Drugs targeting the AMPK signaling pathway in AD can achieve therapeutic effects by inhibiting this pathway. Currently, several drugs targeting the MAPK signaling pathway in AD include MW181, VX-745, MMI-0100, selumetinib, etc. MW181, a selective p38α MAPK inhibitor, effectively penetrates the blood-brain barrier (BBB), reducing tau phosphorylation and the production of pro-inflammatory cytokines in brain tissue. VX-745, another small-molecule p38α MAPK inhibitor, has been shown in preclinical studies to lower IL-1β levels in the hippocampus of aged rats, demonstrating its anti-neuroinflammatory effects. Targeting MAPK-activated protein kinase II (MK2), MMI-0100 is a cell-penetrating peptide inhibitor that dramatically lowers pro-inflammatory cytokine output in mice by preventing MK2 phosphorylation and LPS-induced microglial activation. Additionally, Selumetinib, a selective non-ATP competitive MEK1/2 inhibitor, can effectively suppresses ERK1/2 phosphorylation.

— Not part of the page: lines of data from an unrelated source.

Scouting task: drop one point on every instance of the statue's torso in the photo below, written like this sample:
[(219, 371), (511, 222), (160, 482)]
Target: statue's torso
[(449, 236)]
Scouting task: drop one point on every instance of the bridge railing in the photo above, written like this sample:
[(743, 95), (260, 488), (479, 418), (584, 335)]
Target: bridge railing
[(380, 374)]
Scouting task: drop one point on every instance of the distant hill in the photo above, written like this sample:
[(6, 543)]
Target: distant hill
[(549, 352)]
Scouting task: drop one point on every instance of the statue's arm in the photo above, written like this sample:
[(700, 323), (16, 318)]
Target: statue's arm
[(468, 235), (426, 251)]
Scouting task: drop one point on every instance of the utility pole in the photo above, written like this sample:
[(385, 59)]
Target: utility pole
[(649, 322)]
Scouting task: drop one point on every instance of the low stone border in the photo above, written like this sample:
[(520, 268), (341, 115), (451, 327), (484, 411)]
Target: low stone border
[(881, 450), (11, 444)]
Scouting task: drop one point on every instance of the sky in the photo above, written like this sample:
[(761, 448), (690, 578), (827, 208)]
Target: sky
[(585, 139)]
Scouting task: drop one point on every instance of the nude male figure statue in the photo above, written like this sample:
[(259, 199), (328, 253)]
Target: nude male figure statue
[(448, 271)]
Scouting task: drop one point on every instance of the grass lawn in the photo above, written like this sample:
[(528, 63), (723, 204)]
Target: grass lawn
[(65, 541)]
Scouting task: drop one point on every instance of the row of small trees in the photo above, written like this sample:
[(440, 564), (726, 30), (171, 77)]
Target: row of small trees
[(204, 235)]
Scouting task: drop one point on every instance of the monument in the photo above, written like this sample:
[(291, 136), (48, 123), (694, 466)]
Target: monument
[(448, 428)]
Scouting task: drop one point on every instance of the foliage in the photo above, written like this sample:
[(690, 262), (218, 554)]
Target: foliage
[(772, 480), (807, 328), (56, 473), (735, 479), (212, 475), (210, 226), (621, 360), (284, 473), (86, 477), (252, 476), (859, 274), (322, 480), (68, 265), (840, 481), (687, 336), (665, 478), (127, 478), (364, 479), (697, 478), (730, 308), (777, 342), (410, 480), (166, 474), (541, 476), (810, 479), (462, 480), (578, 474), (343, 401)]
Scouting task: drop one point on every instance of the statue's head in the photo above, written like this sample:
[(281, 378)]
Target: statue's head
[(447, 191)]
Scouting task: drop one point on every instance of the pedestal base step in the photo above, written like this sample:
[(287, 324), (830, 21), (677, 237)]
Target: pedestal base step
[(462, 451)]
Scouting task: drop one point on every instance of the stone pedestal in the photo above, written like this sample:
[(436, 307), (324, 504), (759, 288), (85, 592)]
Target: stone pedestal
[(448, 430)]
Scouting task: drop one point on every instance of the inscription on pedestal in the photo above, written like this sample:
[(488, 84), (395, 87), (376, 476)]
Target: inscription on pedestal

Regarding drugs targeting the JAK2/STAT3 signaling pathway in AD, some examples are (E)-2-methoxy-4-(3-(4-methoxyphenyl) prop-1-en-1-yl) phenol (MMPP), stattic, astaxanthin (AXT), etc. Both in vitro and in vivo investigations have demonstrated that MMPP inhibits the DNA binding activity of STAT3 activation, hence lowering LPS-induced neuroinflammation and memory impairment. Stattic acts as a selective STAT3 inhibitor, effectively preventing neuroinflammation and abnormal regulation of BACE1, making it a promising candidate for AD therapy. AXT is a ketone-type carotenoid with neuroprotective effects. Studies have shown that AXT reduces the expression of LPS-induced inflammatory proteins through directly combining with the DNA-binding and linkage structural domains of STAT3, thereby causing anti-neuroinflammatory effects and suppressing APP generation.